European Central Bank President Christine Lagarde issued a stark warning Thursday: the ongoing conflict involving Iran is creating significant upward pressure on inflation.
Speaking after the ECB’s latest Governing Council meeting, Lagarde stated the war has delivered a material shock to the economic outlook, primarily through surging oil and gas prices. The ECB now projects inflation at 2.6% in 2026, with risks tilted sharply higher.
If disruptions to energy supplies through the Strait of Hormuz intensify, inflation could climb to 3.5%-or as high as 4.4% in a severe scenario. Second-round effects, where energy costs push up wages and core prices, remain a key concern.
At the same time, eurozone growth has been downgraded to just 0.9% in 2026. This combination of rising inflation and weakening growth heightens stagflationary risks.

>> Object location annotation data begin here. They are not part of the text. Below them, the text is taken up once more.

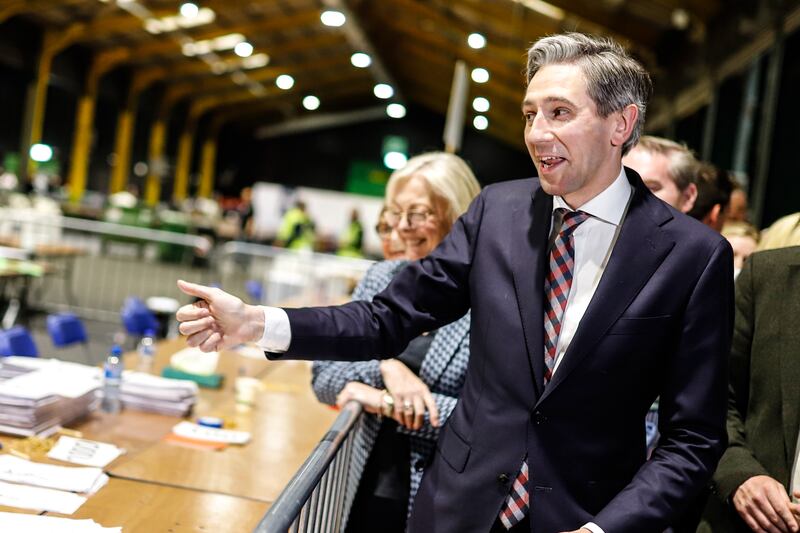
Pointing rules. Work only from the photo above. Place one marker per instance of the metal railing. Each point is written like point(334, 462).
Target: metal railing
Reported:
point(318, 497)
point(288, 276)
point(92, 267)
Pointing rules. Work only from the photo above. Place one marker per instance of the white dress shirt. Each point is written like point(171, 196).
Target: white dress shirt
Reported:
point(593, 240)
point(593, 243)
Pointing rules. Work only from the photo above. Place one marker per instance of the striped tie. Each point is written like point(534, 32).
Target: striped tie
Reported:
point(556, 291)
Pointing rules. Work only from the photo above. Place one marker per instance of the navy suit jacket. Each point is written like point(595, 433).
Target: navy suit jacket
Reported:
point(659, 323)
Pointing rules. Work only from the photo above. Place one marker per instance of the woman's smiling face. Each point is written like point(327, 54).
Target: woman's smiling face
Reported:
point(427, 228)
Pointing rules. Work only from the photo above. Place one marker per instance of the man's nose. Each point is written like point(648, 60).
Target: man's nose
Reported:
point(539, 130)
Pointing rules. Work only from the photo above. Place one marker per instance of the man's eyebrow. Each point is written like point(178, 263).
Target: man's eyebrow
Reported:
point(550, 100)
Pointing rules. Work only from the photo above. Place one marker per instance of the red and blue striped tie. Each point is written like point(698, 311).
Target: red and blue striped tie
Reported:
point(556, 291)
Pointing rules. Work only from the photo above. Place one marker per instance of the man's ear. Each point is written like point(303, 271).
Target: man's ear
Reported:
point(715, 218)
point(688, 198)
point(624, 123)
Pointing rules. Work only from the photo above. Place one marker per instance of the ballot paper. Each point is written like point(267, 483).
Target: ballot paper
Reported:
point(48, 394)
point(251, 351)
point(51, 524)
point(39, 499)
point(194, 361)
point(84, 452)
point(146, 392)
point(72, 478)
point(197, 432)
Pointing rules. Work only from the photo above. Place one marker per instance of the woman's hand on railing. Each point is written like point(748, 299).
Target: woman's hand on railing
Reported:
point(411, 396)
point(370, 398)
point(218, 320)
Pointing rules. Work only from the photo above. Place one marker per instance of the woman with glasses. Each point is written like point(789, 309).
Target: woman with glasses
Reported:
point(405, 399)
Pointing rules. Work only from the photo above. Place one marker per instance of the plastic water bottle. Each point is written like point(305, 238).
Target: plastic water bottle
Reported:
point(112, 379)
point(146, 352)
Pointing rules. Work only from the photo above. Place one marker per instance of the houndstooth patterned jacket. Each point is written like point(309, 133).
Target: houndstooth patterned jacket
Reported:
point(442, 370)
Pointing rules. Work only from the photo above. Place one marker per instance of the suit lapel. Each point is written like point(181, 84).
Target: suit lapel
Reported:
point(530, 228)
point(790, 365)
point(443, 348)
point(640, 249)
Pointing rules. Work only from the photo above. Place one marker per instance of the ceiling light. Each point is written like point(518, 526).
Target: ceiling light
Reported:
point(383, 91)
point(140, 169)
point(255, 61)
point(476, 40)
point(189, 10)
point(240, 78)
point(480, 104)
point(395, 160)
point(311, 102)
point(360, 60)
point(396, 110)
point(285, 82)
point(243, 49)
point(333, 18)
point(680, 19)
point(41, 153)
point(480, 75)
point(225, 42)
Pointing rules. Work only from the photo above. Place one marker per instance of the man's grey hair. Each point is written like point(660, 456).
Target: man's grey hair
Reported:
point(614, 79)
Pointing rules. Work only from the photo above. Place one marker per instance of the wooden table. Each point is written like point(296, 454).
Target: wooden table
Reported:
point(146, 507)
point(158, 486)
point(285, 424)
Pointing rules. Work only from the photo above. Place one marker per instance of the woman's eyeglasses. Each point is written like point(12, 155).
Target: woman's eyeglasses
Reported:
point(414, 217)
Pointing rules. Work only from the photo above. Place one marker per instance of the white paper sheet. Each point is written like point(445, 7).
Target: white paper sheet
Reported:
point(39, 499)
point(51, 524)
point(84, 452)
point(71, 478)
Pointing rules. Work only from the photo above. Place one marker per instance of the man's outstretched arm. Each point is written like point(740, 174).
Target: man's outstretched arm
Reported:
point(218, 320)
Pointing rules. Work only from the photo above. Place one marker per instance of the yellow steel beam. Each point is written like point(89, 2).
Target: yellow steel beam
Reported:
point(183, 165)
point(208, 161)
point(156, 162)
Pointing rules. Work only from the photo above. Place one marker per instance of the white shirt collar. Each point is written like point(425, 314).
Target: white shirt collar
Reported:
point(609, 205)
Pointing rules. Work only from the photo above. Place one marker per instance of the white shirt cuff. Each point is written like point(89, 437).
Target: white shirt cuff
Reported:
point(594, 528)
point(277, 334)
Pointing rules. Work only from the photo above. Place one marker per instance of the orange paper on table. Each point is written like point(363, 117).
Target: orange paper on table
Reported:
point(172, 438)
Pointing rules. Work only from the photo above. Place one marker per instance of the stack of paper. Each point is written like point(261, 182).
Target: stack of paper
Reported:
point(51, 394)
point(51, 524)
point(146, 392)
point(45, 487)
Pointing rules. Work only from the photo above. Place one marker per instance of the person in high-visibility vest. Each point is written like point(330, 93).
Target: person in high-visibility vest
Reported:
point(353, 238)
point(297, 229)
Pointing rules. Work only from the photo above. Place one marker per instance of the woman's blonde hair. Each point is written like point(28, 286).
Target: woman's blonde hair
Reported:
point(738, 228)
point(782, 233)
point(449, 180)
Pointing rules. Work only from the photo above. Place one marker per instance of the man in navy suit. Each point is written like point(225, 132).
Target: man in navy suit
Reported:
point(549, 438)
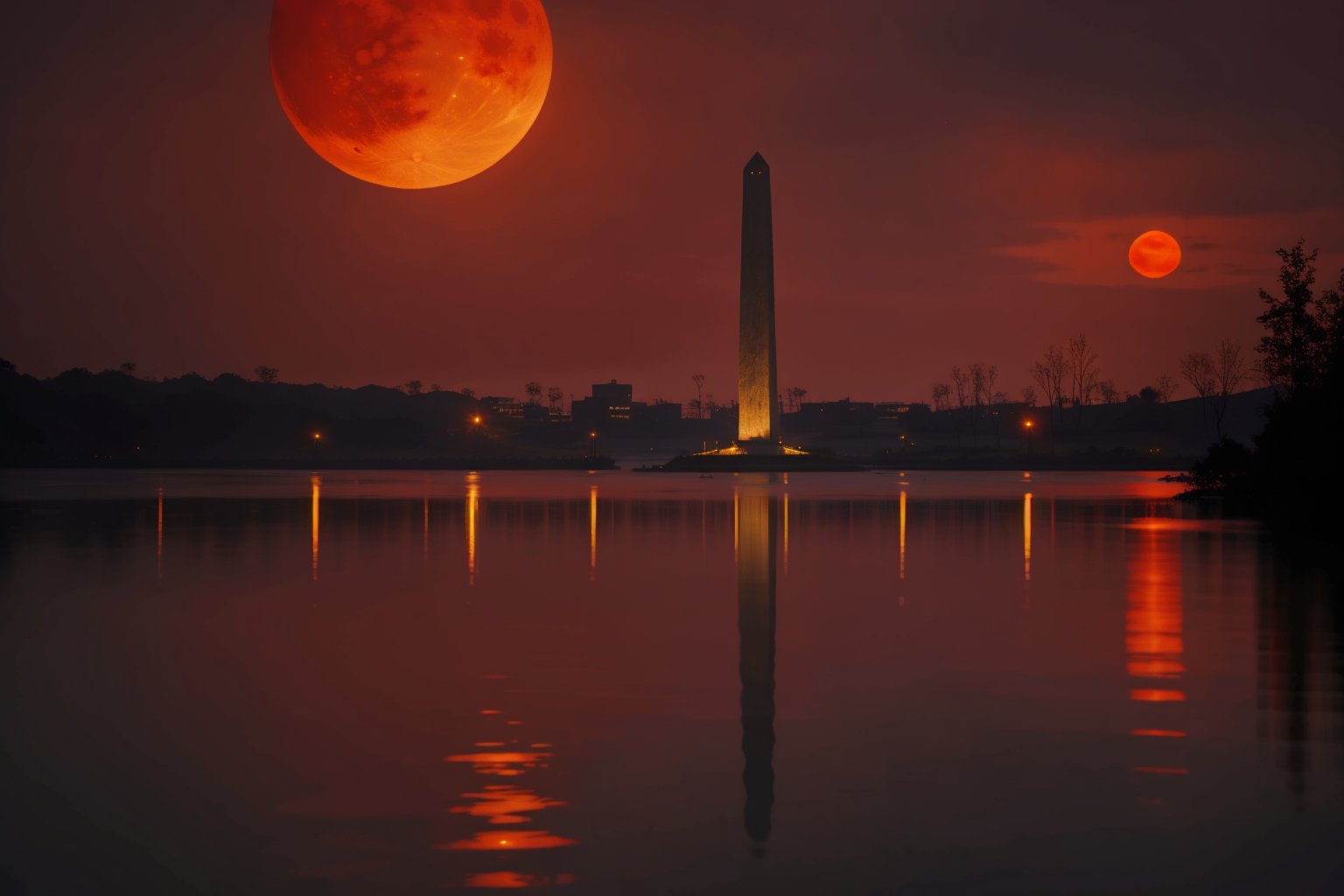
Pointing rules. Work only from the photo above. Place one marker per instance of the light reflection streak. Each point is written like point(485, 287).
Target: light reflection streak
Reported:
point(592, 532)
point(504, 808)
point(900, 564)
point(512, 880)
point(1155, 644)
point(473, 497)
point(159, 540)
point(318, 494)
point(756, 660)
point(1026, 536)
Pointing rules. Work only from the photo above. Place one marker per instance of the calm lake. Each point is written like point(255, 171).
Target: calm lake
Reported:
point(620, 682)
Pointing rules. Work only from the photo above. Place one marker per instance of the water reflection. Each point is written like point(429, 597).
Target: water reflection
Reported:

Lagarde emphasized the ECB is taking a meeting-by-meeting approach, refusing to pre-commit to rate moves. But analysts interpret her tone as hawkish-rate hikes are back on the table if inflation pressures persist.
Markets reacted sharply: the euro rose 0.5%, Brent crude hit $111 a barrel, and European equities slid. German Bund yields briefly touched 3%, a 2023 high. With geopolitical uncertainty unresolved, the ECB’s April 30 meeting looms large.